Homework 7: Computation Graphs, Backpropagation, and Neural Networks
Instructions: Your answers to the questions below, including plots and mathematical work, should be submitted as a single PDF file. It’s preferred that you write your answers using software that typesets mathematics (e.g. LATEX, LYX, or MathJax via iPython), though if you need to you may scan handwritten work. You may find the minted package convenient for including source code in your LATEX document. If you are using LYX, then the listings package tends to work better.
1 Introduction
There is no doubt that neural networks are a very important class of machine learning models. Given the sheer number of people who are achieving impressive results with neural networks, one might think that it’s relatively easy to get them working. This is a partly an illusion. One reason so many people have success is that, thanks to GitHub, they can copy the exact settings that others have used to achieve success. In fact, in most cases they can start with “pre-trained” models that already work for a similar problem, and “fine-tune” them for their own purposes. It’s far easier to tweak and improve a working system than to get one working from scratch. If you create a new model, you’re kind of on your own to figure out how to get it working: there’s not much theory to guide you and the rules of thumb do not always work. Understanding even the most basic questions, such as the preferred variant of SGD to use for optimization, is still a very active area of research.
One thing is clear, however: If you do need to start from scratch, or debug a neural network model that doesn’t seem to be learning, it can be immensely helpful to understand the low-level details of how your neural network works – specifically, back-propagation. With this assignment, you’ll have the opportunity to linger on these low-level implementation details. Every major neural network type (RNNs, CNNs, Resnets, etc.) can be implemented using the basic framework we’ll develop in this assignment.
To help things along, we1 have designed a minimalist framework for computation graphs and put together some support code. The intent is for you to read, or at least skim, every line of code provided, so that you’ll know you understand all the crucial components and could, in theory, create your own from scratch. In fact, creating your own computation graph framework from scratch is highly encouraged – you’ll learn a lot.
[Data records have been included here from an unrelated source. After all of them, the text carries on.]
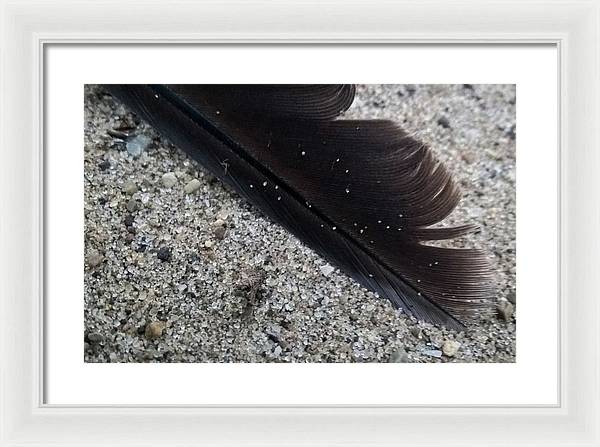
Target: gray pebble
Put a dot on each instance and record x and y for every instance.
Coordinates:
(132, 205)
(95, 337)
(192, 186)
(220, 232)
(326, 269)
(169, 179)
(505, 310)
(450, 348)
(154, 330)
(400, 356)
(433, 352)
(130, 188)
(94, 258)
(138, 144)
(164, 254)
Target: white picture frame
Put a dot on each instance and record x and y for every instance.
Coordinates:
(28, 26)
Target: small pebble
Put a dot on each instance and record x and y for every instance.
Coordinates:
(94, 258)
(132, 205)
(416, 332)
(223, 215)
(505, 310)
(450, 348)
(433, 353)
(95, 337)
(129, 219)
(443, 121)
(400, 356)
(164, 254)
(104, 165)
(138, 144)
(512, 297)
(220, 232)
(130, 188)
(327, 269)
(192, 186)
(169, 179)
(154, 330)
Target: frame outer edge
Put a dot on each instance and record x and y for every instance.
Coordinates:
(23, 422)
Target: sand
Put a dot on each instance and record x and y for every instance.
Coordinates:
(179, 268)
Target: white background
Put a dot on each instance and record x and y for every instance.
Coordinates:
(533, 379)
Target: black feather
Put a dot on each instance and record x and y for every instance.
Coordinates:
(362, 193)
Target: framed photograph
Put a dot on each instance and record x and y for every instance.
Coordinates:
(316, 224)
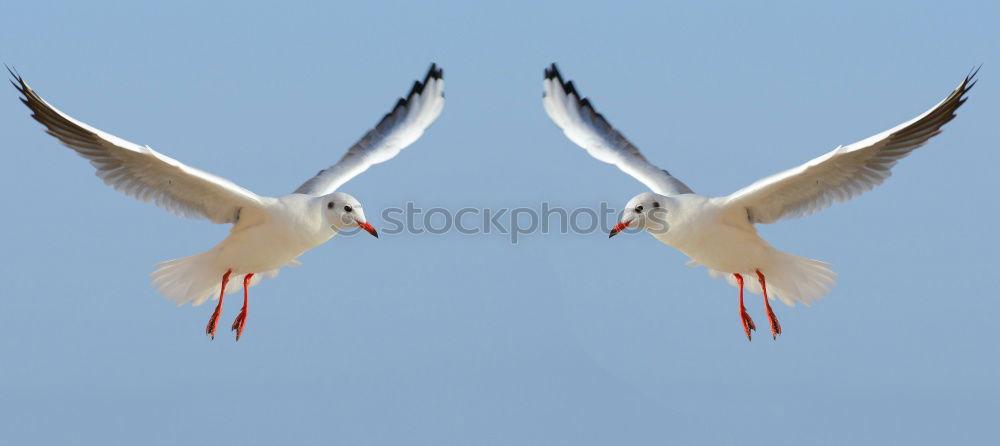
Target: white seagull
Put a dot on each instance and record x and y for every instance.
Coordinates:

1Philipp Meerkamp, Pierre Garapon, and David Rosenberg
1
2 Computation Graph Framework
To get started, please read the tutorial on the computation graph framework we’ll be working with. (Note that it renders better if you view it locally.) The use of computation graphs is not specific to machine learning or neural networks. Computation graphs are just a way to represent a function that facilitates efficient computation of the function’s values and its gradients with respect to inputs. The tutorial takes this perspective, and there is very little in it about machine learning, per se.
To see how the framework can be used for machine learning tasks, we’ve provided a full imple- mentation of linear regression. You should start by working your way through the __init__ of
the LinearRegression class in linear_regression.py. From there, you’ll want to review
the node class definitions in nodes.py, and finally the class ComputationGraphFunction in graph.py. ComputationGraphFunction is where we repackage a raw computation graph into something that’s more friendly to work with for machine learning. The rest of linear_regression.py is fairly routine, but it illustrates how to interact with the ComputationGraphFunction.
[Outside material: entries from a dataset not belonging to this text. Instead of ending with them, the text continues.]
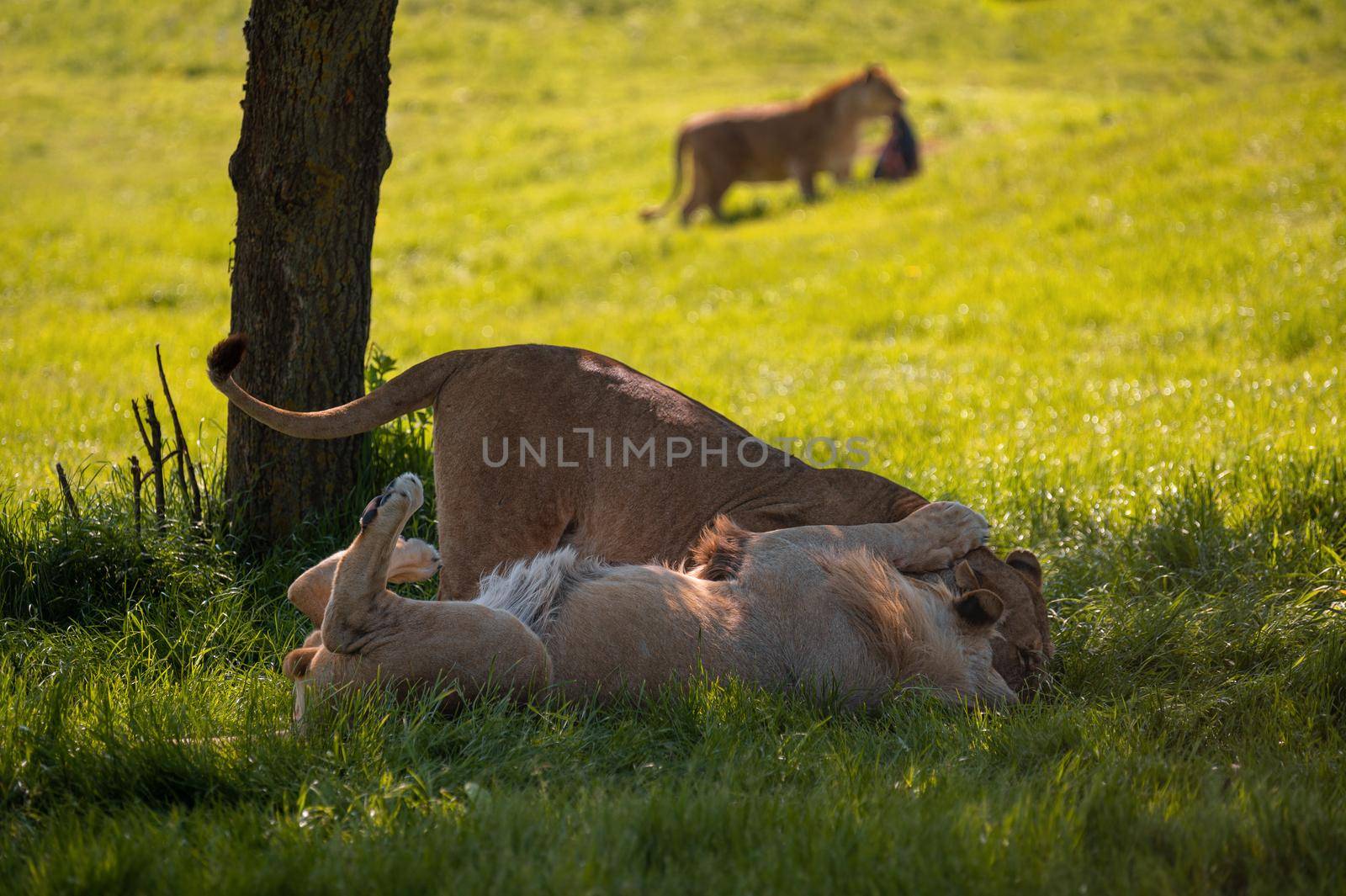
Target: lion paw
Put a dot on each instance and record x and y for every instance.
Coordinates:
(401, 498)
(414, 560)
(946, 530)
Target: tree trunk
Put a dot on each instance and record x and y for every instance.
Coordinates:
(307, 170)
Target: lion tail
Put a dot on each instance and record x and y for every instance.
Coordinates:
(650, 213)
(411, 390)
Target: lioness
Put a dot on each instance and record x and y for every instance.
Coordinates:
(821, 607)
(777, 141)
(590, 493)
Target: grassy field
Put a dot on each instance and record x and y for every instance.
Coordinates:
(1110, 314)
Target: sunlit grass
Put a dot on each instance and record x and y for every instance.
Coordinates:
(1110, 312)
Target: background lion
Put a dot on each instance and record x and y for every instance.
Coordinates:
(777, 141)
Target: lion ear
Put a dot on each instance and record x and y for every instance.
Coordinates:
(1026, 563)
(966, 577)
(979, 608)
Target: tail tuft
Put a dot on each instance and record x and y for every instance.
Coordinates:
(225, 357)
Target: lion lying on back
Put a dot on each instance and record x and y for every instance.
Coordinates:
(778, 141)
(821, 608)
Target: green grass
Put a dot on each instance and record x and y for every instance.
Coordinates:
(1110, 314)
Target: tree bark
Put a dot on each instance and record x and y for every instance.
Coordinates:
(307, 171)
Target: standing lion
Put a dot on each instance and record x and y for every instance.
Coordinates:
(778, 141)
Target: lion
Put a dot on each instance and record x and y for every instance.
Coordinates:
(778, 141)
(589, 493)
(820, 610)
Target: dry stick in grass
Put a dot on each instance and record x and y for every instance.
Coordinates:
(155, 446)
(136, 482)
(65, 490)
(186, 471)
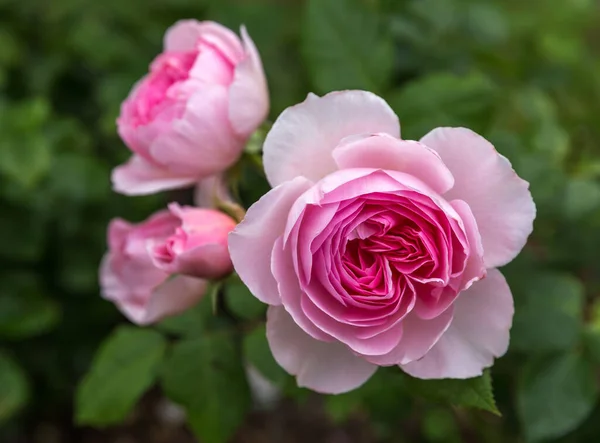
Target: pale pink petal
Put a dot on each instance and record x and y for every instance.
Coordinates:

As we’ve noted earlier in the course, getting gradient calculations correct can be difficult. To help things along, we’ve provided two functions that can be used to test the backward method of a node and the overall gradient calculation of a ComputationGraphFunction. The functions are in test_utils.py, and it’s recommended that you review the tests provided for the linear regression implementation in linear_regression.t.py. (You can run these tests from the command line with python3 linear_regression.t.py.) The functions actually doing the testing, test_node_backward and test_ComputationGraphFunction, may seem a bit intricate, but they’re implementging the exact same gradient_checker logic we saw in the first homework assignment.
Once you’ve understood how linear regression works in our framework, you’re ready to start implementing your own algorithms…
3 Ridge Regression
When moving to a new system, it’s always good to start with something familiar. But that’s not the only reason we’re doing ridge regression in this homework. As we discussed in class, in ridge regression the parameter vector is “shared”, in the sense that it’s used twice in the objective function. In the computation graph, this can be seen in the fact that the node for the parameter vector has two outgoing edges. While we don’t have this sharing in the multilayer perceptron, we do have it in RNNs and CNNs, which are two of the most important neural network architectures in use today. In the context of RNNs and CNNs, this parameter sharing is also referred to as parameter tying. So being able to handle the shared parameters in ridge regression is an important prerequisite to handling more sophisticated models.
We’ve provided some skeleton code in ridge_regression.py and some test code in ridge_regression.t.py, which you should eventually be able to pass.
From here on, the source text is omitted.